Setelah menunggu sekitar 10 menit, akhirnya petugas datang dari pulau sebelah. Pulau Rambut ini tidak berpenghuni juga, petugas datang ketika dibutuhkan saja. Beliau membuka kunci pagar dan mengajak kami menyusuri hutan bakau atau mangrove lalu melewati beberapa pohon tua yang katanya sudah berusia puluhan tahun. Di tengah pulau terdapat menara pengamat yang bisa dinaiki sampai dengan 15 orang.
Rafa naik ke atas, sementara saya dan seorang peserta yang takut ketinggian menunggu di bawah. Setelah operasi saya tidak boleh banyak naik tangga oleh dokter, karena itu saya tidak ikut naik. Rafa bilang pemandangan di atas sungguh cantik. Belum lagi mendengar indahnya kicauan aneka burung yang kata petugas terdapat sekitar 50.000 ekor burung dari sekitar 50 spesies yang ada di pulau ini.
PULAU UNTUNG JAWA
Ini adalah pulau terakhir yang kami kunjungi. Matahari sudah mulai berada tepat di atas kepala, saat kami merapat ke Pulau Untung Jawa. Perut kami pun bergejolak minta diisi. Kami bertanya ke beberapa penduduk di sekitar dermaga, dimanakah tempat makan yang enak? Mereka menjawab BU SANI sambil mengacungkan jempolnya.
Gak salah memang petunjuk dari mereka. Kami puas banget menyantap masakan bu Sani. Nasi putih ditemani dengan tumis kangkung, cumi goreng tepung, udang saos padang, ikan bakar, sambal lalapan dan kelapa butir untuk kami berlima hanya merusak dompet sebesar 280rb rupiah saja. Porsi yang disajikan juga lumayan besar. Kami tidak mampu menghabiskan semuanya.
Setelah makan kami sholat dzuhur di mushola dekat warung Bu Sani. Rafa ganti kaosnya yang basah oleh keringat. Saya tawarkan Rafa untuk ikut aneka permainan air seperti banana boat, jetski, dll tapi Rafa menolak. Selain karena sudah pernah merasakan sebelumnya, Rafa malas untuk basah-basahan. Saat wudhu air kran terasa asin, kebayang kalo mandi pakai air asin badan akan terasa lengket meski sabunan.

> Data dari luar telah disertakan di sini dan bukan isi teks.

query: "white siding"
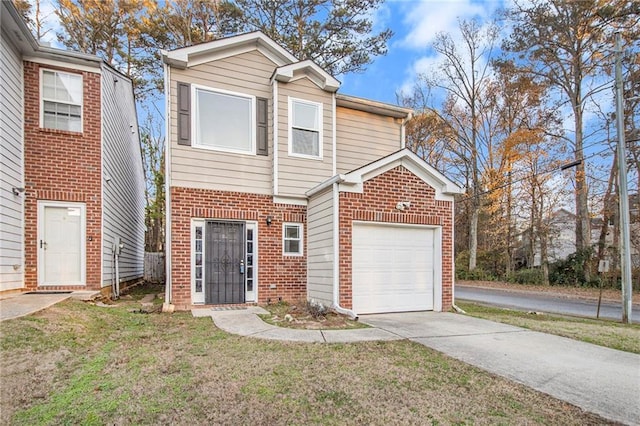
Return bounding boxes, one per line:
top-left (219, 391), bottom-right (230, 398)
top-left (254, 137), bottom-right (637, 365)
top-left (277, 78), bottom-right (334, 197)
top-left (306, 186), bottom-right (334, 306)
top-left (0, 29), bottom-right (25, 291)
top-left (336, 106), bottom-right (402, 174)
top-left (170, 50), bottom-right (274, 194)
top-left (101, 65), bottom-right (145, 286)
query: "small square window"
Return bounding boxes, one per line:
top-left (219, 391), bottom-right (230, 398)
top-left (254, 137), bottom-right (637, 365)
top-left (283, 223), bottom-right (303, 256)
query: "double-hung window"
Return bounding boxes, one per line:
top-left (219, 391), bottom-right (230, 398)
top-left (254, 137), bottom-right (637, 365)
top-left (41, 69), bottom-right (83, 132)
top-left (289, 98), bottom-right (322, 159)
top-left (193, 86), bottom-right (255, 154)
top-left (283, 223), bottom-right (303, 256)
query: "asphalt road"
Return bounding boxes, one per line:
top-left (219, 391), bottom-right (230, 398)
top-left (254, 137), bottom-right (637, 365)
top-left (455, 285), bottom-right (639, 324)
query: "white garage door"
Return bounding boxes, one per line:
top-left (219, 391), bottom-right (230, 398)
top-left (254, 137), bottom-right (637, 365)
top-left (352, 223), bottom-right (435, 314)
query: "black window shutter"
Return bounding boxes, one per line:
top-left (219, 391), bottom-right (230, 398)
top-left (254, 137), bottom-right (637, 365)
top-left (177, 82), bottom-right (191, 146)
top-left (256, 97), bottom-right (268, 156)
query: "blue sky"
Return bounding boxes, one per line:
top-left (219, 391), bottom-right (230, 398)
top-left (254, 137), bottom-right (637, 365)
top-left (34, 0), bottom-right (506, 106)
top-left (340, 0), bottom-right (505, 104)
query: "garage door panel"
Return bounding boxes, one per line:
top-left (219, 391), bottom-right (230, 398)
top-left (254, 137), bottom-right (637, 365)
top-left (353, 223), bottom-right (435, 314)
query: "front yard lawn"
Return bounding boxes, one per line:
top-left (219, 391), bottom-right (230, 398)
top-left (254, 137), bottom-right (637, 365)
top-left (1, 291), bottom-right (613, 425)
top-left (458, 302), bottom-right (640, 354)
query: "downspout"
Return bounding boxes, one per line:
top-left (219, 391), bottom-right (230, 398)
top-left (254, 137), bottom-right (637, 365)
top-left (332, 182), bottom-right (358, 320)
top-left (449, 198), bottom-right (466, 314)
top-left (163, 61), bottom-right (173, 310)
top-left (272, 79), bottom-right (279, 195)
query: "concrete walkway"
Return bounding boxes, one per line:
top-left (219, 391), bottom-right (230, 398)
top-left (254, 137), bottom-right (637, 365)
top-left (195, 307), bottom-right (640, 425)
top-left (0, 291), bottom-right (100, 321)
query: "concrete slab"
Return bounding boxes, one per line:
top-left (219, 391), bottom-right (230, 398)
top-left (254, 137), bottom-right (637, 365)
top-left (362, 312), bottom-right (640, 425)
top-left (322, 327), bottom-right (401, 343)
top-left (253, 327), bottom-right (325, 343)
top-left (69, 291), bottom-right (101, 301)
top-left (0, 293), bottom-right (71, 321)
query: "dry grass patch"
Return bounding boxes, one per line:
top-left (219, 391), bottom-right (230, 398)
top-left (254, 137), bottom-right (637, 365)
top-left (458, 302), bottom-right (640, 354)
top-left (260, 300), bottom-right (368, 330)
top-left (0, 286), bottom-right (615, 425)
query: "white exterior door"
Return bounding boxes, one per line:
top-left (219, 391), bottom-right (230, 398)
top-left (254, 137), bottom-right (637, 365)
top-left (38, 202), bottom-right (86, 285)
top-left (352, 222), bottom-right (436, 314)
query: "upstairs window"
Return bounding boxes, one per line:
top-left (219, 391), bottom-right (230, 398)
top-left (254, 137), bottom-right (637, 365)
top-left (193, 86), bottom-right (255, 154)
top-left (41, 69), bottom-right (83, 132)
top-left (289, 98), bottom-right (322, 159)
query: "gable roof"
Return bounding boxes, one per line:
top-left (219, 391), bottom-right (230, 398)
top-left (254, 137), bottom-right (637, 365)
top-left (161, 31), bottom-right (298, 69)
top-left (307, 148), bottom-right (463, 200)
top-left (273, 60), bottom-right (340, 92)
top-left (2, 1), bottom-right (101, 69)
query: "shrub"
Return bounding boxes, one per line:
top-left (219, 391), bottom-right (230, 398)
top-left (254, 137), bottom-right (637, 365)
top-left (548, 248), bottom-right (594, 287)
top-left (507, 268), bottom-right (544, 286)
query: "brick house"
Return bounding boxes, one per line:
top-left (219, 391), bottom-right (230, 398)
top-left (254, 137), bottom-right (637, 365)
top-left (162, 32), bottom-right (461, 315)
top-left (0, 2), bottom-right (145, 296)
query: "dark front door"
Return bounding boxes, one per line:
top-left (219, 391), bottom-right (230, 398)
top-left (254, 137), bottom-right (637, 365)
top-left (205, 221), bottom-right (245, 304)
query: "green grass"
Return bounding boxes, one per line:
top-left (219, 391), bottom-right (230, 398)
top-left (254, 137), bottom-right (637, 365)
top-left (457, 302), bottom-right (640, 354)
top-left (0, 288), bottom-right (616, 425)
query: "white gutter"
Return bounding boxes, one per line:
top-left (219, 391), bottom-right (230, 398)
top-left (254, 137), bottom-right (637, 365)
top-left (332, 182), bottom-right (357, 320)
top-left (273, 80), bottom-right (279, 196)
top-left (163, 62), bottom-right (173, 310)
top-left (332, 93), bottom-right (337, 176)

Seorang teman yang tau kami pergi ke pulau seribu mengirim pesan “Jakarta hujan deras banget. Kalian gimana di sana?”
Memang terlihat awan gelap sekali ke arah Jakarta. Saya juga bertanya ke pemilik kapal, bagaimana kalau hujan turun apakah kami bisa kembali sore ini juga.

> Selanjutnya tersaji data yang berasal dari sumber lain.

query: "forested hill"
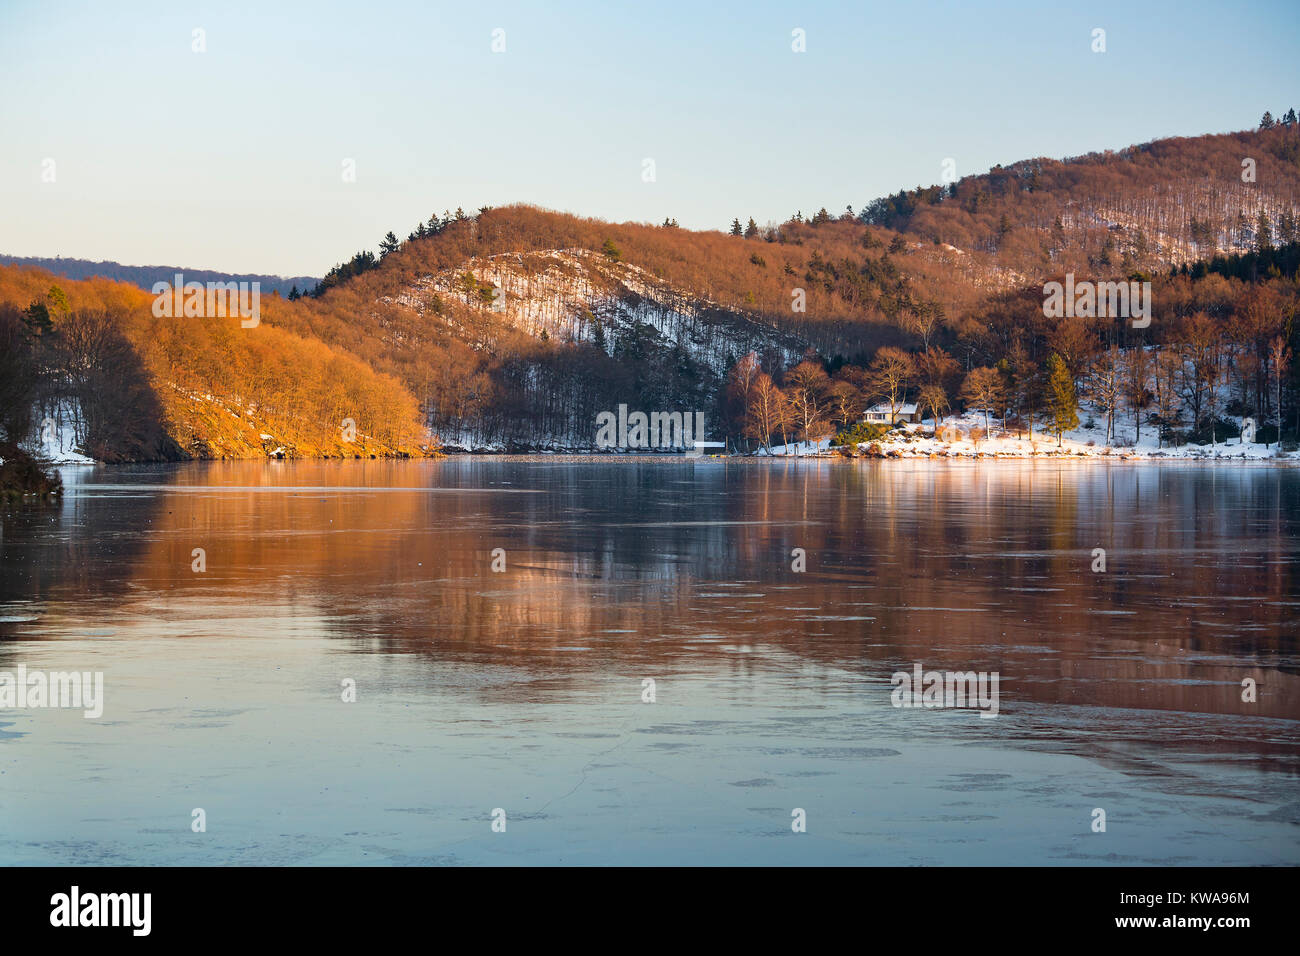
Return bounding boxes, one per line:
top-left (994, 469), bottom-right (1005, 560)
top-left (860, 113), bottom-right (1300, 283)
top-left (274, 118), bottom-right (1299, 450)
top-left (0, 265), bottom-right (429, 463)
top-left (3, 116), bottom-right (1300, 460)
top-left (0, 255), bottom-right (319, 299)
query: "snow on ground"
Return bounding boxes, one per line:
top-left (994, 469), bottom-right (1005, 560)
top-left (799, 408), bottom-right (1296, 460)
top-left (754, 395), bottom-right (1296, 460)
top-left (23, 403), bottom-right (94, 464)
top-left (391, 248), bottom-right (803, 378)
top-left (757, 438), bottom-right (834, 456)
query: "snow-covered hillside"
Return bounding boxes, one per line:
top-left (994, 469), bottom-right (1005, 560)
top-left (21, 400), bottom-right (93, 464)
top-left (389, 248), bottom-right (806, 375)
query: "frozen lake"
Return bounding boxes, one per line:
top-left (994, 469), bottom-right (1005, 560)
top-left (1, 457), bottom-right (1297, 865)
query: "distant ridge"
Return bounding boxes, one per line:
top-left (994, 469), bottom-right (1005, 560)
top-left (0, 254), bottom-right (319, 298)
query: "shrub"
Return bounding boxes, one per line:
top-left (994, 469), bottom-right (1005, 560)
top-left (0, 443), bottom-right (62, 501)
top-left (1187, 417), bottom-right (1241, 445)
top-left (834, 421), bottom-right (889, 446)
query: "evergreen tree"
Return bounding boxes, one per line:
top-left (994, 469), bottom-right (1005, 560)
top-left (1256, 209), bottom-right (1272, 252)
top-left (1046, 353), bottom-right (1079, 446)
top-left (1279, 210), bottom-right (1298, 246)
top-left (379, 231), bottom-right (400, 258)
top-left (22, 300), bottom-right (52, 336)
top-left (744, 217), bottom-right (759, 238)
top-left (47, 285), bottom-right (71, 317)
top-left (730, 218), bottom-right (742, 236)
top-left (287, 285), bottom-right (300, 301)
top-left (1260, 111), bottom-right (1275, 129)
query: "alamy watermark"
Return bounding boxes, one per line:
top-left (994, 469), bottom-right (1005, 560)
top-left (1043, 273), bottom-right (1150, 328)
top-left (50, 886), bottom-right (150, 936)
top-left (595, 405), bottom-right (707, 451)
top-left (151, 272), bottom-right (260, 327)
top-left (0, 665), bottom-right (103, 718)
top-left (890, 662), bottom-right (1000, 718)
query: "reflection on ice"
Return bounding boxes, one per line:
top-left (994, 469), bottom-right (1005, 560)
top-left (1, 458), bottom-right (1297, 865)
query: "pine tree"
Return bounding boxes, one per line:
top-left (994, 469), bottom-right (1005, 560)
top-left (1260, 111), bottom-right (1275, 129)
top-left (1279, 210), bottom-right (1298, 246)
top-left (22, 300), bottom-right (52, 336)
top-left (379, 231), bottom-right (400, 258)
top-left (1256, 209), bottom-right (1272, 251)
top-left (744, 218), bottom-right (759, 239)
top-left (1046, 353), bottom-right (1079, 447)
top-left (730, 218), bottom-right (742, 236)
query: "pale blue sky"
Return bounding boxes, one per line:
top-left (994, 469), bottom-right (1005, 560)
top-left (1, 0), bottom-right (1297, 276)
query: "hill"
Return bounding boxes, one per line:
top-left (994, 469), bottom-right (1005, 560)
top-left (4, 116), bottom-right (1300, 460)
top-left (0, 265), bottom-right (430, 463)
top-left (861, 112), bottom-right (1300, 283)
top-left (0, 255), bottom-right (319, 299)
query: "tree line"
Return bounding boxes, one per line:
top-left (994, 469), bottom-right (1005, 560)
top-left (722, 251), bottom-right (1300, 453)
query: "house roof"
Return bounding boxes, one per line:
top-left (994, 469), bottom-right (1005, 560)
top-left (865, 403), bottom-right (918, 415)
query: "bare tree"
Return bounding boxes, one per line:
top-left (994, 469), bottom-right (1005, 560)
top-left (745, 372), bottom-right (787, 454)
top-left (1087, 346), bottom-right (1123, 444)
top-left (959, 367), bottom-right (1003, 434)
top-left (827, 379), bottom-right (863, 428)
top-left (1122, 346), bottom-right (1153, 445)
top-left (867, 346), bottom-right (914, 423)
top-left (918, 384), bottom-right (949, 429)
top-left (1153, 348), bottom-right (1183, 448)
top-left (1268, 335), bottom-right (1289, 448)
top-left (784, 359), bottom-right (831, 442)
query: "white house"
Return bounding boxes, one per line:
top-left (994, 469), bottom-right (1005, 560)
top-left (862, 402), bottom-right (921, 425)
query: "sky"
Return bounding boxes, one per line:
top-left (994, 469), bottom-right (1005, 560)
top-left (1, 0), bottom-right (1298, 277)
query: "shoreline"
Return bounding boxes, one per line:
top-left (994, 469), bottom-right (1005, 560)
top-left (38, 450), bottom-right (1300, 467)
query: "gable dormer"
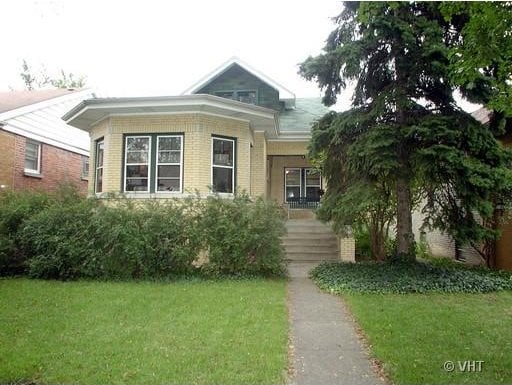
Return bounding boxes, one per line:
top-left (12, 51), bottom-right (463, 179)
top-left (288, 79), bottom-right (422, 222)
top-left (183, 57), bottom-right (295, 111)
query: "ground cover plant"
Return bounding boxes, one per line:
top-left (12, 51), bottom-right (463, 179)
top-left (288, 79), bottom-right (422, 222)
top-left (310, 261), bottom-right (512, 294)
top-left (0, 278), bottom-right (288, 385)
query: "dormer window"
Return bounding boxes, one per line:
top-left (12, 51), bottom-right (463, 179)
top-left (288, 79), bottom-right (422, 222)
top-left (214, 90), bottom-right (257, 105)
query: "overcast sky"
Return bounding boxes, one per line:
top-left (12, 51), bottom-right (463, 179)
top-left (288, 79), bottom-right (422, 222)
top-left (0, 0), bottom-right (478, 112)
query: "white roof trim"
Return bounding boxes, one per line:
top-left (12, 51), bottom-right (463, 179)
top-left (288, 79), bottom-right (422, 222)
top-left (182, 57), bottom-right (296, 102)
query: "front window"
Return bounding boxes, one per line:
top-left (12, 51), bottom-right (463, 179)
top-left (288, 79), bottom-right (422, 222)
top-left (214, 90), bottom-right (257, 105)
top-left (124, 136), bottom-right (150, 192)
top-left (25, 140), bottom-right (41, 174)
top-left (156, 136), bottom-right (182, 192)
top-left (212, 137), bottom-right (235, 193)
top-left (95, 140), bottom-right (104, 193)
top-left (285, 168), bottom-right (322, 203)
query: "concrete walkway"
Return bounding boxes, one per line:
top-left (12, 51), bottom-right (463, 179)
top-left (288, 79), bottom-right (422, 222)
top-left (288, 262), bottom-right (384, 385)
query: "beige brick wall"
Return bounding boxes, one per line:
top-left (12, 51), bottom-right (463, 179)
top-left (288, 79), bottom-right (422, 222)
top-left (88, 114), bottom-right (253, 196)
top-left (250, 131), bottom-right (267, 198)
top-left (267, 140), bottom-right (309, 156)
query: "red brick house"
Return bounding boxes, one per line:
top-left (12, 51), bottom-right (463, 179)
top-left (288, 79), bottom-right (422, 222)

Beliau bilang “kalo hujan ya gak berani jalan. Mending kita tunggu sampai tidak hujan baru kembali ke Jakarta“. Khawatir juga karena semakin sore menjelang malam, ombak akan semakin besar.
Alhamdulillah hujan tidak turun sama sekali. Kami bisa meneruskan perjalanan kembali ke Muara Kamal dengan lancar. Bahkan kami mendapat bonus berupa pemandangan pelangi yang sangat indah.
Teman perjalanan kami melontarkan ide “habis ini kita pergi ke Papandayan – Garut yuk”
Rafa langsung senyum lebar “yuk ma, kita jalan lagi”
OK mas, kita minta ijin papa dan Fayra dulu yaaaaa.